On the other hand, so tenacious of life are some snakes, that they might survive as disgusting objects a long while—not in a state to be exhibited at all, but only to be an additional care and trouble to those whose duty it is to attend to them. One very astonishing instance of tenacity of life must be introduced. It was in a rattlesnake which would not feed, and must have greatly suffered in some way, whether physically or from nervous terror cannot be determined; but the reptile struck its head so repeatedly against the side of its cage, that, in the keeper’s words, ‘it completely smashed it.’ At last it died, its head one mass of putrid sores; and in that state it had sustained life for many months. It had eaten nothing for ten months.
It must be owing to the excessive and nervous timidity of snakes, that some of them reject food for so long a time during the first months of their captivity. I think for even more than two years snakes have been known to fast, and to recover their appetite afterwards. So strong a disinclination for food do cobras show, when first brought that it is of no use whatever to put mice into their cages. Now and then, if no one is near them, they will partake of a mouse or a sparrow, but never until they become somewhat reconciled to their surroundings.

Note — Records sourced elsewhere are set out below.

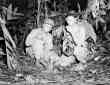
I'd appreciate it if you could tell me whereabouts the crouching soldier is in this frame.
[26,19,57,70]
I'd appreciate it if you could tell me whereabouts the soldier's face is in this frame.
[43,24,52,32]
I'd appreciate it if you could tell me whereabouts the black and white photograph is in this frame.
[0,0,110,85]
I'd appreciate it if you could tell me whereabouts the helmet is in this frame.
[44,19,54,26]
[66,16,77,24]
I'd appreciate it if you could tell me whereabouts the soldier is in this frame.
[66,16,96,63]
[26,19,57,69]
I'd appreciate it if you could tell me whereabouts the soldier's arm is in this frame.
[25,29,38,46]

Almost equally alarmed and irreconciled was the Hamadryad, which is closely allied to the cobras. When first brought to the Gardens in the spring of 1875, he did little else than suspiciously watch for some weeks. With his head elevated in front of the glass, and his hood expanded, he made a dash whenever any one approached or stopped to look at him, and ate nothing for many days. Within a year these fears gradually subsided, and he became so tame as to watch for the keeper instead of for supposed enemies, raising himself to the roof of his cage, and remaining close to the little trapdoor at the top, awaiting the snake which, as he had already learned, made its appearance through there for dinner. Much caution is requisite in feeding him; for though he does not now display spite or anger, once let his head find egress through that little trapdoor when raised, he, one of the most venomous snakes in existence, would be through in a moment, creating a stampede indeed among the visitors, to say nothing of danger both to them and to himself. He well recognised a change of guardianship when poor Holland was compelled from ill-health to resign his place; and not even yet, in spite of the kindest treatment, will he trust his present keeper as he trusted Holland. During the interregnum and frequent change of attendants, his nerves were tried in a manner that he has been slow to recover.